The main goods imported from China by value have not changed since the COVID-19 pandemic. They are mainly finished goods such as telephones, passenger and transport vehicles, and data processing machines. Inputs and intermediate goods, such as parts and accessories for machines and motor vehicles, electronic integrated circuits, semiconductors, electric batteries, and electric materials and components also make up a portion of Chinese exports to Mexico. However, the goods Mexico imports from China that have increased in volume since the end of the COVID pandemic are mainly finished and destined for the Mexican market: motor vehicles for the transport of goods have grown 3,732 percent and passenger vehicles by 240.6 percent between the three years before 2020 and the three years after.
The purchase of some intermediate goods from China, such as aluminum sheets, electrical batteries, liquid pumps, and parts for internal combustion engines, has also grown by between 100 and 200 percent. It is not impossible that some of these intermediate goods might be used to assemble finished goods that are then exported to the United States. But still, their value is nowhere near enough to explain the differences between what Mexico imports from China and what it exports to the United States.
While the goods that Mexico exports to the United States have not been changed by the pandemic, their volume has increased considerably, even more than those imported from China. The main goods that Mexico exports to the United States are passenger and transport vehicles, data processing machines, parts and accessories of motor vehicles, telephones, monitors, and tractors.

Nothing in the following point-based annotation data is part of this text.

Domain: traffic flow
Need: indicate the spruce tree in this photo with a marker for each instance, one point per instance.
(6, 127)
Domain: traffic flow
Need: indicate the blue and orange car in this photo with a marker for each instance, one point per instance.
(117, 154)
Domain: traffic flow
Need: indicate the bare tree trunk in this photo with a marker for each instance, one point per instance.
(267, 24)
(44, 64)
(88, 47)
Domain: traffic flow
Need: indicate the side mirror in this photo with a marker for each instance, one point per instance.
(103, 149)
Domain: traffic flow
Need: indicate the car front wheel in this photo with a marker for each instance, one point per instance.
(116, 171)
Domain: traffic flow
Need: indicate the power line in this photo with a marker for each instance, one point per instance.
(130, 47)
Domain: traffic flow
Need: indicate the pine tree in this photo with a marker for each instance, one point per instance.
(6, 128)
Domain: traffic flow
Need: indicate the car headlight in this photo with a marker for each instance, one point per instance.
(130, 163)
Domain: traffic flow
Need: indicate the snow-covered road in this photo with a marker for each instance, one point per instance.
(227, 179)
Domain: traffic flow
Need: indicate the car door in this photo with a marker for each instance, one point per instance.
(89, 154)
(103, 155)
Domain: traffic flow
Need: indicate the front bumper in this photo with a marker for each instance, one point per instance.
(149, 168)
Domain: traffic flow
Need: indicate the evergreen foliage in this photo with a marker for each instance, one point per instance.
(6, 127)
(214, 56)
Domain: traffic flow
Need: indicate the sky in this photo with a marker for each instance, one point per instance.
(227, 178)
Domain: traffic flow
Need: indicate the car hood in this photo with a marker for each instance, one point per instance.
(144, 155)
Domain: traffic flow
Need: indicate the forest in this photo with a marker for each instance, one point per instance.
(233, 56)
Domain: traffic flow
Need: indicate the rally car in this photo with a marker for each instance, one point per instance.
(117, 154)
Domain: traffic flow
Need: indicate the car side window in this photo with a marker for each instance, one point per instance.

The value of these goods exceeds the value of goods imported by Mexico from China by several orders of magnitude. For example, the value of Mexican exports of motor vehicles for the transport of goods is almost eighty-six times the value of those same items imported from China.
Based on any clear-eyed assessment, it is apparent that Mexico has not become a backdoor for Chinese imports to the United States, at least not in any significant way. What has happened is that Americans are demanding more Mexican finished goods after the pandemic and Mexicans are also demanding more Chinese finished goods. What is more probable is that the United States, fearing a relative decline in its global influence, has become hostile to Chinese trade with what Washington considers to be its allies and is using its influence to undermine such efforts.
Nevertheless, narratives of Chinese economic scheming will have real-world consequences. Already Mexican president Claudia Sheinbaum has promised to cut Chinese imports to Mexico, mainly of inputs, through an import-substitution strategy. It is possible the United States’ belligerence toward Mexico is an attempt to extract concessions ahead of the forthcoming 2026 revision of the United States–Mexico–Canada free trade agreement. Such a move is just another worrying sign that the United States is willing to use its control over global trade to advance its own political ends.